Eve: From Scratch Transformer Models with Novel Cognitive Architectures

March 20, 2026 preprint

Overview

Eve is a family of transformer language models trained from scratch to explore novel architectural ideas at small-to-medium scale. Rather than fine-tuning existing models, the Eve series builds from the ground up — giving full control over architecture, training data, and optimization.

Eve-2: 272M Mixture-of-Experts

Eve-2 is a 272M-parameter Mixture-of-Experts model pretrained on ~10.5B tokens from FineWeb-edu using PyTorch DDP. The MoE architecture routes each token through a subset of expert FFN blocks, increasing model capacity without proportionally increasing compute per forward pass.

Key details:

272M total parameters, MoE routing
Pretrained on ~10.5B tokens (FineWeb-edu)
Instruction-tuned and task-specialist derivatives
Optimized for CPU/edge inference

Models available on Hugging Face: anthonym21

Eve-3: SABER Architecture (1B)

Eve-3 introduces the SABER architecture — Slip-Anchors, Experience Streams, and Re-entry — three novel components that add ~73M parameters (~7.3% overhead) to a standard 1B transformer:

Slip-Anchors (~7.2M params)

A learnable codebook of 64 prototypes that biases Key and Value projections after RoPE in all 24 layers. Slip-anchors provide persistent error-correction signals — if the model starts drifting toward a known failure mode, the anchors steer attention back. Named for the analogy to slip-anchors in rock climbing: invisible until you need them.

Experience Stream (~15.8M params)

A per-token state vector (d=256) that flows layer-to-layer through the network, accumulating context as representations deepen. Includes a curiosity auxiliary loss with stop-gradient to encourage exploration of uncertain regions. This is not an RNN — there is no token-to-token recurrence — but it gives each layer access to a running summary of what earlier layers found interesting.

Resonant FFN (~50.4M params)

Sinusoidal modulation of SwiGLU output with a learned alpha blend (initialized at ~0.95, near-pure SwiGLU).
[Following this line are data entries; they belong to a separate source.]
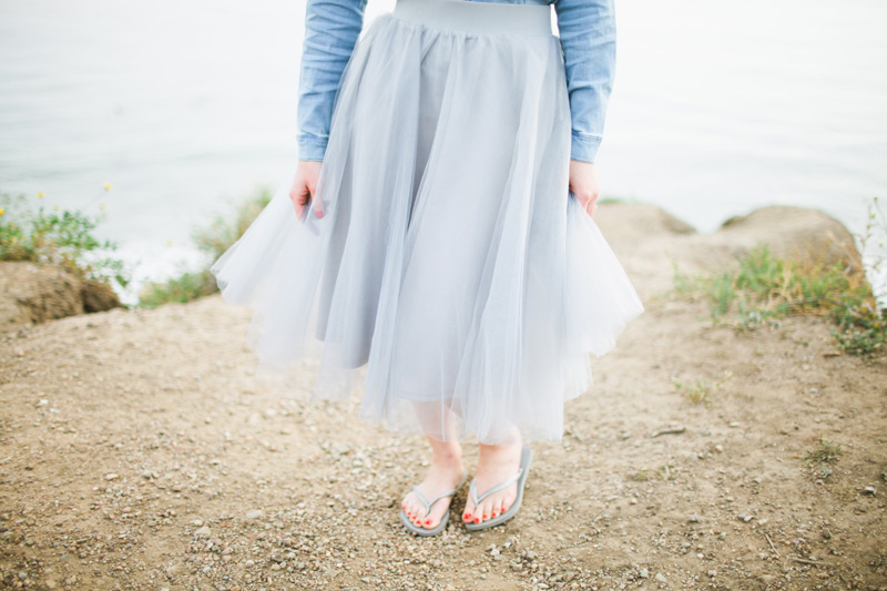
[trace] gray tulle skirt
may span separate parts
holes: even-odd
[[[549,7],[398,0],[344,71],[324,216],[296,216],[289,175],[212,266],[254,308],[257,371],[363,386],[391,430],[560,439],[589,356],[643,310],[569,191],[570,142]]]

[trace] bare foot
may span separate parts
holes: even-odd
[[[522,447],[520,439],[504,446],[480,446],[477,482],[475,482],[478,497],[483,496],[491,488],[518,473]],[[512,482],[502,490],[493,492],[483,499],[479,507],[475,507],[473,499],[469,495],[462,513],[462,521],[466,523],[482,523],[508,511],[517,498],[517,482]]]
[[[431,441],[432,458],[428,476],[419,485],[419,490],[429,501],[445,492],[459,486],[462,480],[462,451],[459,444],[445,444]],[[430,513],[426,513],[425,503],[419,500],[415,492],[410,491],[400,503],[404,512],[414,524],[425,529],[434,529],[440,523],[443,513],[447,512],[452,497],[443,497],[431,505]]]

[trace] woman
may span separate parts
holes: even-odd
[[[212,267],[256,309],[259,371],[317,359],[341,399],[366,366],[361,416],[427,438],[400,509],[421,536],[467,434],[465,526],[514,516],[527,441],[561,438],[589,354],[643,309],[591,218],[612,0],[516,2],[397,0],[359,37],[366,0],[308,0],[295,179]]]

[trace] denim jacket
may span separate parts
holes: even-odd
[[[572,160],[594,162],[615,69],[614,0],[465,0],[554,4],[570,96]],[[299,160],[324,160],[336,90],[367,0],[308,0],[298,92]]]

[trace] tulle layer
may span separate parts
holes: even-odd
[[[258,373],[317,363],[314,394],[438,439],[558,440],[589,355],[643,310],[569,192],[553,34],[483,34],[385,13],[343,74],[315,198],[288,179],[212,266],[254,308]]]

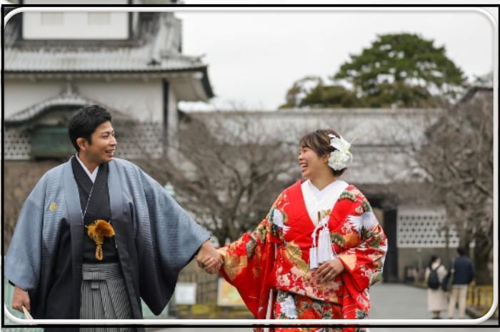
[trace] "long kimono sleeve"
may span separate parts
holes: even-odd
[[[346,222],[353,225],[360,240],[356,246],[340,253],[339,258],[344,267],[344,283],[361,292],[381,280],[387,238],[362,194],[356,196],[348,211]]]
[[[135,168],[129,176],[138,177],[131,183],[141,297],[157,315],[170,300],[181,269],[210,235],[146,173]]]
[[[238,290],[245,304],[256,318],[264,318],[270,290],[273,287],[276,237],[267,216],[251,232],[219,249],[224,258],[220,272]]]
[[[23,204],[5,256],[5,276],[30,292],[40,278],[44,202],[45,185],[40,180]]]

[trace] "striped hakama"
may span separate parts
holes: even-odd
[[[81,319],[130,319],[132,309],[119,263],[84,263]],[[81,332],[131,332],[135,328],[81,328]]]

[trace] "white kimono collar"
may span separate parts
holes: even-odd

Applied on 12 even-indexed layers. The resonance creates periodic emphasis patterns that can capture rhythmic structure in language — repetition, parallelism, rhetorical patterns — without explicit positional engineering.

Architecture

Parameter	Value
d_model	2048
Layers	24
Heads	16
Head dim	128
d_ff	2855
Total params	1,000,001,548

Design Philosophy

Both Eve models share a core philosophy: train from scratch, not from checkpoints. Fine-tuning teaches models new behaviors on top of existing representations; from-scratch training lets you test whether architectural innovations actually change how representations form in the first place.